BERLIN--The land of the Brothers Grimm is once again home to wolves. A century and a half after being wiped out by farmers and hunters in Germany, the species is breeding on the eastern edge of the country.
Although wolves have been spotted occasionally in the last 2 decades--usually after being killed by hunters or traffic--there have been no known permanent residents in Germany since the mid-1800s. But last year Saxony forestry officials noticed a pair living in a forested military training ground--probably migrants from an established population in western Poland. This summer the pair was accompanied by four yearlings--apparently the first wolves born in Germany in more than a century. Later two new pups appeared.
The training area, surrounded by a forested buffer zone, is "perfect habitat for the wolves, with lots of prey and no disturbance by other humans," says Frank Mörschel, a wildlife biologist with the World Wide Fund for Nature in Frankfurt am Main. He predicts the pack will expand its territory. Already the wolves are roaming in an area twice the size of the military installment, says forestry service official Rolf Röder.

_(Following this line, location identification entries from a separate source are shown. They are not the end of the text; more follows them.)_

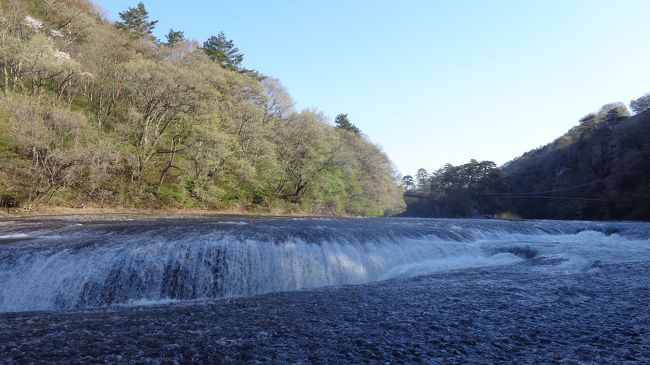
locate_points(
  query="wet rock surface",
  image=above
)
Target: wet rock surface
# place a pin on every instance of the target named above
(523, 313)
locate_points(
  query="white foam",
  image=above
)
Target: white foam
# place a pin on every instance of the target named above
(12, 236)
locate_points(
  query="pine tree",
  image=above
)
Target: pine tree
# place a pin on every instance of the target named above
(136, 21)
(342, 122)
(223, 51)
(174, 37)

So far there have been no conflicts between the wolves and the populace, says Röder. However, Mörschel says wildlife officials should be ready with a management plan as there are no protected areas large enough to sustain a wolf population in eastern Germany. "Public opinion can change very quickly" if too many livestock become wolf prey and the big bad wolf of Rottkäpchen (Little Red Riding Hood) lore comes alive again.